Any if anyone needs information on how to develop students’ gifts and talents then Sir Ken Robinson’s ideas are worth exploring. Check this list of books for further ideas.

So Hekia is right about too many students failing but wrong in her solution – and wrong in discounting the demeaning effects of poverty.
And schools are equally wrong to follow  her advice.
 And most secondary schools, with their antiquated, authoritarian, hierarchical  and industrial age settings are simply wrong – too academic, too fragmented, too streamed, to cater but for what they see as successful learners. Jane Gilbert in her book ‘The Knowledge Wave’ makes this very clear as does David Hood in his book ‘Our Secondary Schools Don’t Work Anymore’. 
 So Hekia is wrong – but so  it seems are schools.
 Business philosopher Peter Drucker has written that the first country to develop a 21stC education system will win the future. It won’t be with Hekia in charge and with schools too concerned with the present to notice the damage they are doing implementing the wrong solutions.
Tomorrow is a moving target we need new minds to ride the knowledge wave.

3 comments:

Anonymous said...

Great stuff Bruce - you are right to identify the negative effects of ability grouping. Such grouping has its genesis in the industrial age setting schools were developed in.

Bruce Hammonds said...

Thanks Anon.
Now that I am only a spectator these days I am trying to see education as a total experience and am noticing how it is anything but a fair system for all students.
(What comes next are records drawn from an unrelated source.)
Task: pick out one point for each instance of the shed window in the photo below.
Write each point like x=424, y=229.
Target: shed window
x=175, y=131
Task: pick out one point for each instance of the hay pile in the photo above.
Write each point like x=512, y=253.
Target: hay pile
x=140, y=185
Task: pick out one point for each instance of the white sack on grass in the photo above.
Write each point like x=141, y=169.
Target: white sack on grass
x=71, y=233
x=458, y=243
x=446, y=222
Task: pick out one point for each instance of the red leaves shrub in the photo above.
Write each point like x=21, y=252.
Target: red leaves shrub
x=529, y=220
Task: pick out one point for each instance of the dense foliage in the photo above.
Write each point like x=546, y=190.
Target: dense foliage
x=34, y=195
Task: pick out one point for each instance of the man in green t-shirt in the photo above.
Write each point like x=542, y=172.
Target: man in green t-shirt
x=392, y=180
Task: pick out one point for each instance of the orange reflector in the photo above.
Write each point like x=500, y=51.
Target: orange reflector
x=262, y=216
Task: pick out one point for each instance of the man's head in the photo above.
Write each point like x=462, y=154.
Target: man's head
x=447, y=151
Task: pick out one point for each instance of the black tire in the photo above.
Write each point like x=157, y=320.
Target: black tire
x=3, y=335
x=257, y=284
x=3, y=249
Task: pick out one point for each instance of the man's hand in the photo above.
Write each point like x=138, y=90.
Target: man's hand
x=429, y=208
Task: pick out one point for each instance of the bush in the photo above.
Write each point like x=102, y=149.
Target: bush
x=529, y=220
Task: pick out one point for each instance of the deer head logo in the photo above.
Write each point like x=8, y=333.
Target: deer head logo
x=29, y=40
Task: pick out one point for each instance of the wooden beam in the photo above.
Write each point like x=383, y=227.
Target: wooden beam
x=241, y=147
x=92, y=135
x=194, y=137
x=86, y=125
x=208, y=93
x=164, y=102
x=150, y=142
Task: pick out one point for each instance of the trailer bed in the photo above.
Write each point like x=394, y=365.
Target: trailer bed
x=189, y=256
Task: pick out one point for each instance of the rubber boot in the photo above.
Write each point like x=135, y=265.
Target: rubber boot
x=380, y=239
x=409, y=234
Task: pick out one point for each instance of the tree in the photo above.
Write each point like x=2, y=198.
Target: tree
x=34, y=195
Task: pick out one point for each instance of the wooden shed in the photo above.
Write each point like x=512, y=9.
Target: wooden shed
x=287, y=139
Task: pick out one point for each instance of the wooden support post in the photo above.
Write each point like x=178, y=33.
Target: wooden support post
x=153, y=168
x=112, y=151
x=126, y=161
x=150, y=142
And I can see how much it is influenced by market forces technocratic/audit political ideology and restricted by the unquestioning of the status quo ( the continuing use of ability grouping and a Victorian obsession with testing the three Rs).
I wonder why all the great educational thinkers are ignored by those who control education including far too many principals. I have been told by principal friends I don't appreciate what it is like to manage( I hesitate to say lead) in schools these days. For me I see principals who are trapped in a present cage unwilling to try flying out - even if the cage door is open!

Anonymous said...

My feeling is that principals anywhere are always preoccupied ensuring their school is well regarded by their parent body making real changes difficult. Somehow there has to be national conversation to develop a new narrative for education to give the wider community and educators a new sense of direction to work towards. Critical 'spectators' , such as yourself, are a good beginning to start the ball rolling.